Heinz has three daughters — one of whom is about the same age as 32-year-old Heyer, who was struck by a car during a counter-protest against white nationalism.

“We cannot just stand by anymore,” said Jean Heinz. “I do not support white supremacy and this must stop.”

Ashley Brown attended Sunday’s vigil because she was especially disturbed by the escalating violence. Brown held a sign that promoted loving your neighbors, no matter their race, nationality or sexual orientation.

“I’ve been really disturbed by the events taking place in the last eight months,” Brown said. “I don’t think it represents our community as a whole and we need to show who we are as a society. We need to recognize our history and try to move forward.”

Others held signs reading “Too Great for Hate,” “Black Lives Matter” and “Make America Kind Again.”

Kelly Miller, executive director of the Idaho Coalition Against Sexual and Domestic Violence, attended the vigil, holding a yellow Black Lives Matter banner. Miller said violence anywhere only contributes to violence in Idaho.

“We need to be much more visible when we condemn violence,” Miller said. “I’m glad there’s a lot of white folks here, too. We need to work together because we’re not a superior race, we’re not a superior people and we all need to work together if we want to see this violence end.”

Adrienne Evans, director of United Vision for Idaho, was one of the organizers of the vigil.

“It’s incumbent upon all of us to stand up for our country, against systemic racism,” Evans said. “This a moment where we set all of our egos aside and do what’s best for our country.”

Phillip Thompson, executive director for the Black History Museum, spoke at the vigil, saying incidents such as the ones in Charlottesville have become far too common.

“Complacency is no longer acceptable,” said Thompson. “This hatred arises from a narrow-mindedness and unwillingness to respect those who are deemed ‘the other.’ We cannot practice this same narrow-mindedness by refusing to work with those who may hold a different political philosophy or ideology. We may disagree on a variety of fronts, but we must agree to stay united against hatred.”

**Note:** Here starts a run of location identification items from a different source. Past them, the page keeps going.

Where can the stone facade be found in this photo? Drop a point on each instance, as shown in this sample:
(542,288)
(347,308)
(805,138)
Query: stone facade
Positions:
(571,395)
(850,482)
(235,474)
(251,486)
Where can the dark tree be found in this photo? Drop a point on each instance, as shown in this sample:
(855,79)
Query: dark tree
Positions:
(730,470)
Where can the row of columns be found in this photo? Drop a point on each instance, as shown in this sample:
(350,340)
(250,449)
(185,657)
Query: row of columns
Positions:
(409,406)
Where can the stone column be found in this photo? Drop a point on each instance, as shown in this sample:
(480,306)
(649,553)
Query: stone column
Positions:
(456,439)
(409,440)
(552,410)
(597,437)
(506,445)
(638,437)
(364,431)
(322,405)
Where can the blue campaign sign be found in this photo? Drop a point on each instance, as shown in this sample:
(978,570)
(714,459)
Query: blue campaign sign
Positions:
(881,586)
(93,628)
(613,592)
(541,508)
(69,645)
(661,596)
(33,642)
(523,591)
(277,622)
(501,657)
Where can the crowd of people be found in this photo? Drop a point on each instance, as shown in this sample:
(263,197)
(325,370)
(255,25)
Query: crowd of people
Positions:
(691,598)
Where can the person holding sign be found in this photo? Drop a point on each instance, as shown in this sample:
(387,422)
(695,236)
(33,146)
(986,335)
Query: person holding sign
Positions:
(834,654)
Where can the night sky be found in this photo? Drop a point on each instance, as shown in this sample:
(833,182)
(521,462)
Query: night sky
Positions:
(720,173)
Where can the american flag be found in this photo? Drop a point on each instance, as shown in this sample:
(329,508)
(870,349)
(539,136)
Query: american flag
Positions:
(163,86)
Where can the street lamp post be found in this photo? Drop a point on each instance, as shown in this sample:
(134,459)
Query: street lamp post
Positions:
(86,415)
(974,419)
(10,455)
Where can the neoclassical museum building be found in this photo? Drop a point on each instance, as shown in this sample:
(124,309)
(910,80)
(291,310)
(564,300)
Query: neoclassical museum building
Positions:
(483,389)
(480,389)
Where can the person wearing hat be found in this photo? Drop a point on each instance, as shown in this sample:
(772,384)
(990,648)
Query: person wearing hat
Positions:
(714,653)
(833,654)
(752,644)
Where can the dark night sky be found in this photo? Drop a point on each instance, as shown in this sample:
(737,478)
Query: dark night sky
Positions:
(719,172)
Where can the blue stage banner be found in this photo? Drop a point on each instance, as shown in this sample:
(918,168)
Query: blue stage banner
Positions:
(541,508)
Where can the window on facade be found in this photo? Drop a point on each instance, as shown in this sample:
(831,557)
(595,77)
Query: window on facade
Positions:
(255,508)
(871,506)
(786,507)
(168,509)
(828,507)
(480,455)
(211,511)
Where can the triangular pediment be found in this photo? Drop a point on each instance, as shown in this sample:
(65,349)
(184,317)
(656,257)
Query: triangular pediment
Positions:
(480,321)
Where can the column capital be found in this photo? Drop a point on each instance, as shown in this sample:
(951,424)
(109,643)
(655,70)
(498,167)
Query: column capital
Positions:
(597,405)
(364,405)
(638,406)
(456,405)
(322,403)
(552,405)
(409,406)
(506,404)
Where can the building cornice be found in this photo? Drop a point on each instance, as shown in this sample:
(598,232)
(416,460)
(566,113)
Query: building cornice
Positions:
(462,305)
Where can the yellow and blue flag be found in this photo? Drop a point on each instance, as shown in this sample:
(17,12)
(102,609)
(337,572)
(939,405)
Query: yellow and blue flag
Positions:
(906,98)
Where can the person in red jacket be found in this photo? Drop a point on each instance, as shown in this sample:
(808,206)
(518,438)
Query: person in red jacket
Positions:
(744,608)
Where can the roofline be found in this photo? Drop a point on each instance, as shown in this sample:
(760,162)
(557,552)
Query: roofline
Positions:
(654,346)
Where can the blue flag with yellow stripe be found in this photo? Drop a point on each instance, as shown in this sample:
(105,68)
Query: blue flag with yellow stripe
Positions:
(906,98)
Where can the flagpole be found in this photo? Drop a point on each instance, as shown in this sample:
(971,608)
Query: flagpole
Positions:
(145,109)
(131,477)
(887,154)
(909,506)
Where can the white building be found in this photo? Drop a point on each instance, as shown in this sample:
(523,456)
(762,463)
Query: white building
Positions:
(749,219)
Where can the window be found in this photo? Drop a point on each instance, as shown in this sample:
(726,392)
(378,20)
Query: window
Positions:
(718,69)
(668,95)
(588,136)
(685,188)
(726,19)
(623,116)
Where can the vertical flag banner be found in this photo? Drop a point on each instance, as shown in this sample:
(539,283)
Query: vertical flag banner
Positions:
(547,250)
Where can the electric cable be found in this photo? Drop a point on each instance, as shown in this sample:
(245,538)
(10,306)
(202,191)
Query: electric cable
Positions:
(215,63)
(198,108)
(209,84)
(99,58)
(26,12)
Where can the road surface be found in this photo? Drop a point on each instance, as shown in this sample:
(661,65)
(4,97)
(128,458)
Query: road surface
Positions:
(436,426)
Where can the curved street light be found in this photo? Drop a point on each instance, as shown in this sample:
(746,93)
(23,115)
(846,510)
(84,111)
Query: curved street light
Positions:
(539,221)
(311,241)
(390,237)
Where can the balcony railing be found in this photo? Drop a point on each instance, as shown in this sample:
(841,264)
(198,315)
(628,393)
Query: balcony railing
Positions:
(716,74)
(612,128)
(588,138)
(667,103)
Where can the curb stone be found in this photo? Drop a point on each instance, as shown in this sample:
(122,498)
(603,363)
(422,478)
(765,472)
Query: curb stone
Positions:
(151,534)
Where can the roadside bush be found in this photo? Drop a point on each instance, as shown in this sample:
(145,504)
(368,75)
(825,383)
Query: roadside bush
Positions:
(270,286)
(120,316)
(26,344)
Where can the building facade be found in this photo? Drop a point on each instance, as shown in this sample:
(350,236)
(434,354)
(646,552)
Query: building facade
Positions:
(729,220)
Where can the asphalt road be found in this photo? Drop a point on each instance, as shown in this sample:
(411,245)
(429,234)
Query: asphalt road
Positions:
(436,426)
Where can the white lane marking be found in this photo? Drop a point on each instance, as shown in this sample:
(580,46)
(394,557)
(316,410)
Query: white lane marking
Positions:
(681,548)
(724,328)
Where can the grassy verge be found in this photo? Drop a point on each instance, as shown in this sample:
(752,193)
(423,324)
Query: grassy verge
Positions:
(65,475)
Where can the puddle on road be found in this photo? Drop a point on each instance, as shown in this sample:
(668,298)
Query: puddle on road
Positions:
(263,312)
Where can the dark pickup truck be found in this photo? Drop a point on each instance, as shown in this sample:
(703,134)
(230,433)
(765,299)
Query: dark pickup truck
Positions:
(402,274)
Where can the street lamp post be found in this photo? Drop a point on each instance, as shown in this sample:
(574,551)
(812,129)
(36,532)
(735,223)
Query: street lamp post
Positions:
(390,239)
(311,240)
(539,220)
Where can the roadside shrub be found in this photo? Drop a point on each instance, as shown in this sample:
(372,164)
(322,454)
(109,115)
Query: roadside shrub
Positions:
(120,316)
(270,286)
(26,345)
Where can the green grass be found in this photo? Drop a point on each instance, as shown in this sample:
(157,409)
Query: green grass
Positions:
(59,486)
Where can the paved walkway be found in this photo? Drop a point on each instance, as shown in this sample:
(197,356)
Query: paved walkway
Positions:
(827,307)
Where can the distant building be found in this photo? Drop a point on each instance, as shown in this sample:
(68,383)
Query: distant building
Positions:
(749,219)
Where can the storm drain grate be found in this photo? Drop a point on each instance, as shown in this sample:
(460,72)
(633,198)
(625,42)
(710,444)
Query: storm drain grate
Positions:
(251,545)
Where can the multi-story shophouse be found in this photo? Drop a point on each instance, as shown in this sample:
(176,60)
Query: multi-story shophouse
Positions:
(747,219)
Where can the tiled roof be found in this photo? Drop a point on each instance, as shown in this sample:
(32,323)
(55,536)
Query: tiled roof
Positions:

Rep. Mike Simpson early Sunday offered his condolences to victims in Charlottesville and thanked first-responders in a Facebook statement that earned him an outpouring of thanks from commenters.

“White supremacy and their hateful rhetoric and violence have no place in this country. Let today unite our nation against this evil rather than allow it to be divided by a petulant minority that does not represent the values of America,” Simpson said.

Sen. Mike Crapo echoed that sentiment Sunday afternoon.

“Yesterday’s tragedy in Virginia was the result of domestic terrorism. I condemn and reject the racism and hate perpetuated by white supremacist groups,” Crapo said in a statement. “In the wake of this horrific tragedy, let us gather in solidarity with those who lost loved ones and draw closer the families whose lives have been forever shattered by Saturday’s events.”

Twitter users spent the weekend calling for statements from Idaho’s two other members of Congress, Sen. Jim Risch and Rep. Raul Labrador. All of Idaho’s delegation are Republicans.

On Monday, Risch issued this statement:

“The hateful acts of racism we witnessed in Charlottesville this weekend are reprehensible and I condemn them in the strongest terms. White supremacy — and every other form of prejudice — does not represent our American values. Vicki joins me in praying for the families of those who lost their lives and for those who were injured.”

The Statesman has reached out to Labrador for comment. It is the August recess, and all of Idaho’s delegation are home for a couple of weeks.

“I have been pleased that Rep. Simpson has been willing as of late to break with the Trump agenda,” said Evans. “(The others’) silence really speaks volumes about who matters and who doesn’t, and I think they should be ashamed of themselves.”